Sanders defended his newfound wealth in an interview with the New York Times. “I wrote a bestselling book,” Sanders said. “If you write a bestselling book, you can be a millionaire too.”
According to the Bureau of Labor Statistics, taking inflation into account, $1 million in 1971 is nearly $6.2 million in 2019. According to the Center for Responsive Politics, a nonpartisan research group that tracks money in politics, more than 70% of senators were millionaires as recently as 2015.
Sanders made the comments when he was running for US Senate at the time under the banner of the Liberty Union Party, a self-described “radical political party” that advocated nationalization of industries and redistribution of wealth to tackle inequality.
The senators serving at the time, Sanders said, advocated “the interests of corporations and big business —- their fellow millionaires.”
In the same article, Sanders proposed eliminating the annual salary of members of Congress (which was $42,500 in 1971) and instead replacing their pay with whatever the average income was in their home state. At the time, Sanders said it would amount to $7,600 for representatives from Vermont.
“I think the result would be that this country would immediately stop wasting billions on weapons which never get off the drawing boards, and on the support of military dictatorships throughout the world,” Sanders said in the Banner, “I also have a feeling that a lot of tax loopholes that the corporations and millionaires receive would soon disappear.”

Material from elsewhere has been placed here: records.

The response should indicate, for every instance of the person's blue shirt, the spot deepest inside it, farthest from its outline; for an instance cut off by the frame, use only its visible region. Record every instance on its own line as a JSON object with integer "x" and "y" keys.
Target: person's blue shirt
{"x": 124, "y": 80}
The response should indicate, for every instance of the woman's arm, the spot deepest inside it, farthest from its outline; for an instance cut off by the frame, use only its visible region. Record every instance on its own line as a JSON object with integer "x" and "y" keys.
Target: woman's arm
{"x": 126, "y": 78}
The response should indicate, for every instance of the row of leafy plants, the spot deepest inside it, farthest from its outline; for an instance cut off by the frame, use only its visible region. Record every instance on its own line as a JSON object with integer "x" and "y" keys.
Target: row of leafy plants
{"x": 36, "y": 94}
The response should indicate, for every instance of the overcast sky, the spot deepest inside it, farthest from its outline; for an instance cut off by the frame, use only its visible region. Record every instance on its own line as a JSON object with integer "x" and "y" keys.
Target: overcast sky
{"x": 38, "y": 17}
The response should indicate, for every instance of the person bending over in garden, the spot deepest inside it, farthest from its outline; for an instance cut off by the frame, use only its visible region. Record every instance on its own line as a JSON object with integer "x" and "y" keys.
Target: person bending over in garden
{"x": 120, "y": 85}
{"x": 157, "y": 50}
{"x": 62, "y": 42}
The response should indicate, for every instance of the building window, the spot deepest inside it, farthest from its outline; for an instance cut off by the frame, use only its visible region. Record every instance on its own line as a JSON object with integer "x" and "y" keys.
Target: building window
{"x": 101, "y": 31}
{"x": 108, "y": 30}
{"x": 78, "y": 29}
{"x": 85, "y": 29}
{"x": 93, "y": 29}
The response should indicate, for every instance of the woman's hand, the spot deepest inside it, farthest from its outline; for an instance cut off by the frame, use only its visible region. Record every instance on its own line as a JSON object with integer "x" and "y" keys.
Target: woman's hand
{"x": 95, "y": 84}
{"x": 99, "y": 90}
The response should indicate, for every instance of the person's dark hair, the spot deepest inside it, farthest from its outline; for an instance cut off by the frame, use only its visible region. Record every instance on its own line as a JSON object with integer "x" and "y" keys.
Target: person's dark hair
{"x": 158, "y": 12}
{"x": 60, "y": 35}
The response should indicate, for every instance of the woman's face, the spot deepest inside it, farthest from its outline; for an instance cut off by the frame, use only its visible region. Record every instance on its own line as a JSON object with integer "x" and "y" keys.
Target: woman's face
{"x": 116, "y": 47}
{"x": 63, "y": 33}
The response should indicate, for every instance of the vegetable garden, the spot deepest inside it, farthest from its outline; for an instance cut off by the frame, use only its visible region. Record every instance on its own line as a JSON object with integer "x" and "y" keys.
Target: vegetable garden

Facing both Republican and Democratic opposition, Sanders’ third-party campaign for senator earned less than 3% in the January 1972 special election. Sanders would run for office three more times under the Liberty Union banner before leaving the party in 1977. In his race for governor, later in 1972, he attacked the wealth of his opponents. Sanders lost each election in the 1970s, never earning more than 7% of the vote.
“Either they (the candidates) are millionaires to begin with or they get it from the corporations,” Sanders said in September of that year, adding that senators refused to take on corporations.